The filesystem should do files, if you want something more complex do it in userspace. We even have FUSE if you want to use the Filesystem API with your crazy network database thing.
The filesystem should do files, if you want something more complex do it in userspace. We even have FUSE if you want to use the Filesystem API with your crazy network database thing.
The extended (not extant) family (including ext4) don't support copy-on-write. Using them as your primary FS after 2020 (or even 2010) is like using a non-journaling file system after 2010 (or even 2001)--it's a non-negotiable feature at this point. Btrfs has been stable for a decade, and if you don't like or trust it, there's always ZFS, which has been stable 20 years now. Apple now has AppFS, with CoW, on all their devices, while MSFT still treats ReFS as unstable, and Windows servers still rely heavily on NTFS.
They seem to be slowly introducing it to the masses, Dev drives you set up on Windows automatically use ReFS
Being able to quickly take a "backup" copy of some multi-gb directory tree before performing some potentially destructive operation on it is such a nice safety net to have.
It's also a handy way to backup file metadata, like mtime, without having to design a file format for mapping saved mtimes back to their host files.

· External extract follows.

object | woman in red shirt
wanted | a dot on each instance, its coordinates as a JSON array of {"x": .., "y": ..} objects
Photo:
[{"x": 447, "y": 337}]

You're thinking of the optimization technique of CoW, as in what Linux does when spawning a new thread or forking a process. I'm talking about it in the context of only ever modifying copies of file system data and metadata blocks, for the purpose of ensuring file system integrity, even in the context of sudden power loss (EDIT: wrong link): https://www.qnx.com/developers/docs/8.0/com.qnx.doc.neutrino...

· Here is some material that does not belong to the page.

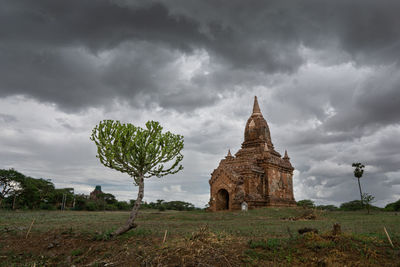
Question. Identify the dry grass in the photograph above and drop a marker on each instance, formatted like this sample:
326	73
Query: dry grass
254	238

If anything, ordinary file IO is likely to be slightly slower on a CoW file system, due to it always having to copy a block before said block can be modified and updating block pointers.

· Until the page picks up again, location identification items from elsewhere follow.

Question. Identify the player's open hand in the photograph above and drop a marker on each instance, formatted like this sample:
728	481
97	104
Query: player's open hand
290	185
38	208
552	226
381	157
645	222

What kind of journaling though? By default ext4 only uses journaling for metadata updates, not data updates (see "ordered" mode in ext4(5)).
So if you have a (e.g.) 1000MB file, and you update 200MB in the middle of it, you can have a situation where the first 100MB is written out and the system dies with the other 100MB vanishing.
With a CoW, if the second 100MB is not written out and the file sync'd, then on system recovery you're back to the original file being completely intact. With ext4 in the default configuration you have a file that has both new-100MB and stale-100MB in the middle of it.
The updating of the file data and the metadata are two separate steps (by default) in ext4:
* https://www.baeldung.com/linux/ext-journal-modes
* https://michael.kjorling.se/blog/2024/ext4-defaulting-to-dat...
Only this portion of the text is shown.